Now the way he said it was like he was pushing through the doors of a saloon, kinda surveying the joint, sauntering up to the bar for a shot of whiskey. And all of a sudden I could just see him, all jacked up, shouting “FREEZE” across the room, holding the place up. And I tried to look at his eyes and see if they were the same eyes I'd seen behind the Squirt Gun Bandit's mask, but shoot, I couldn't tell. They were just your average medium-brown eyes.

Kind of
shifty
medium-brown eyes, but still, medium brown.

But Grams laughs and says, “If it's any consolation, I don't have much good to say about Lizzy, either.”

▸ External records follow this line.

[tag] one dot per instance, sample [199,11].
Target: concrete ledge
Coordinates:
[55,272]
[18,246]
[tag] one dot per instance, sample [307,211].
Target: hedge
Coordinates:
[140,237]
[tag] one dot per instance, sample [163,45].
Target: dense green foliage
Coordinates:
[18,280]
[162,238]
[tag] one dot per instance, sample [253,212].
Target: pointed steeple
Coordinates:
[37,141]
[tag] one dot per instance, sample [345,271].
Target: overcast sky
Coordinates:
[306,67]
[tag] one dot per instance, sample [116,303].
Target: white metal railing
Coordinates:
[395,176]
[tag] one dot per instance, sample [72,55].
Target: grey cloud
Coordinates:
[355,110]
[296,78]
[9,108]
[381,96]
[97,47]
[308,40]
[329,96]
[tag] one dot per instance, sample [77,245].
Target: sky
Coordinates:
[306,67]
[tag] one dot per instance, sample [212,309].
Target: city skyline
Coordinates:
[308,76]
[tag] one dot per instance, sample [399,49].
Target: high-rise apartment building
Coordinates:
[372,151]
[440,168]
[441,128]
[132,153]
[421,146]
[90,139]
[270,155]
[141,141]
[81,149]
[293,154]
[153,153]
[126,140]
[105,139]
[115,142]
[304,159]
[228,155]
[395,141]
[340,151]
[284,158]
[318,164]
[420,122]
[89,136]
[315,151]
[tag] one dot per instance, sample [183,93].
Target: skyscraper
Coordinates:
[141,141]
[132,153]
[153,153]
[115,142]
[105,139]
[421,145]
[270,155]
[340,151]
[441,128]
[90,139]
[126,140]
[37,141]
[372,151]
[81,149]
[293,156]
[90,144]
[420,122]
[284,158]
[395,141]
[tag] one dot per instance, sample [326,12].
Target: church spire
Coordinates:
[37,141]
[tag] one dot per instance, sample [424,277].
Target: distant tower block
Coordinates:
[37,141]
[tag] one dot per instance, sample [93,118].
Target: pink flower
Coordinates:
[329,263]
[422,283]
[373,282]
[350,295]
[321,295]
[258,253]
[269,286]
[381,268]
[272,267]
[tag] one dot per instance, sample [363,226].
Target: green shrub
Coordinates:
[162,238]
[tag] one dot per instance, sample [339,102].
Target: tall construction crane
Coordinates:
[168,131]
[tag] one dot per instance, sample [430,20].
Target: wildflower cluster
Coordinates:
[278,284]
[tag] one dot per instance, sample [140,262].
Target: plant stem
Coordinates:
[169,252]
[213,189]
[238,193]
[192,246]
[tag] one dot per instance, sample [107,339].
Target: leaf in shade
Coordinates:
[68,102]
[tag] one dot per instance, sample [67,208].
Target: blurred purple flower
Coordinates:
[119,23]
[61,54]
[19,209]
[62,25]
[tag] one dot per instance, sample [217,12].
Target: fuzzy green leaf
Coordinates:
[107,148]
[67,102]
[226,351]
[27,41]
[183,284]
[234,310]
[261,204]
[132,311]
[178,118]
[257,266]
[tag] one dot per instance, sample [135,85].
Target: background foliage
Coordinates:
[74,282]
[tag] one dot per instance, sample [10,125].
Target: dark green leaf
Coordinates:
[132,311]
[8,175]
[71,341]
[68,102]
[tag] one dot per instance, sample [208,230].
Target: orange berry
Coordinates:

His head tilts to one side, and half a smile creeps up his face. “Is that so?”

She nods, then starts plucking imaginary fuzz off her
skirt. “I find her to be deceptive and coy.” She rolls her eyes my way and adds, “Not that I can convince anyone
else
of that …”

His smile creeps across, invading the other side of his face. Then he sits down, stretching his legs out in front of him. “So what's she done to you, Rita?”

Grams looks right at him, then looks back at her skirt.

So
I
say, “Her friend's sort of … you know …
mesmerized
by her.”

“Boyfriend?” he asks.

Now that term seemed like a really stupid way to describe Hudson. I mean, he's seventy-two, for crying out loud. But still, I couldn't come up with a better word to explain it. “Kinda.”

He nods. “He's not the first.”

That got Grams' attention. “Oh?”

“Won't be the last.”

“You're saying this is a … a
pattern
for her, then?”

He shrugs. “My sister's always been a dabbler.”

“In men?” Grams asks.

“In everything.”

“Well, wait a minute,” my mouth shoots off. “I don't know about men, but she sure doesn't dabble in
art.
She's really talented and—”

Grams shuts me down with, “And what do you call those
statues
?”

Lance throws his head back and laughs. “Lady, you just hit the nail on the head.” He stands up, saying, “And that's really all I have to say about Elizabeth. People do wise up eventually. She's got a string of exes to prove it.”
He sticks his hand out to Grams and covers hers with his other hand when they shake. “It was nice to make your acquaintance. And don't worry about the Harley. Once I settle things with my sister, I'll be off.”

Now, before I can say, “Settle
what
things?” he winks at Grams and says, “Between your ex and your boyfriend, it sounds like you could use a good man in your life.”

Grams blushes. Heck, I do, too. But before either of us can say a thing, he's heading for the stairs.

I whisper, “He did just hit on you, right?”

“It's been a long time,” she says, still blinking at the stairway.

The phone was ringing when we got back to the apartment. Grams snatched it up, saying, “Yes?” then, “Hold on.” She gives me the phone. “It's Marissa.”

“Sammy!” Marissa says when I get on the line. “I've got his number!”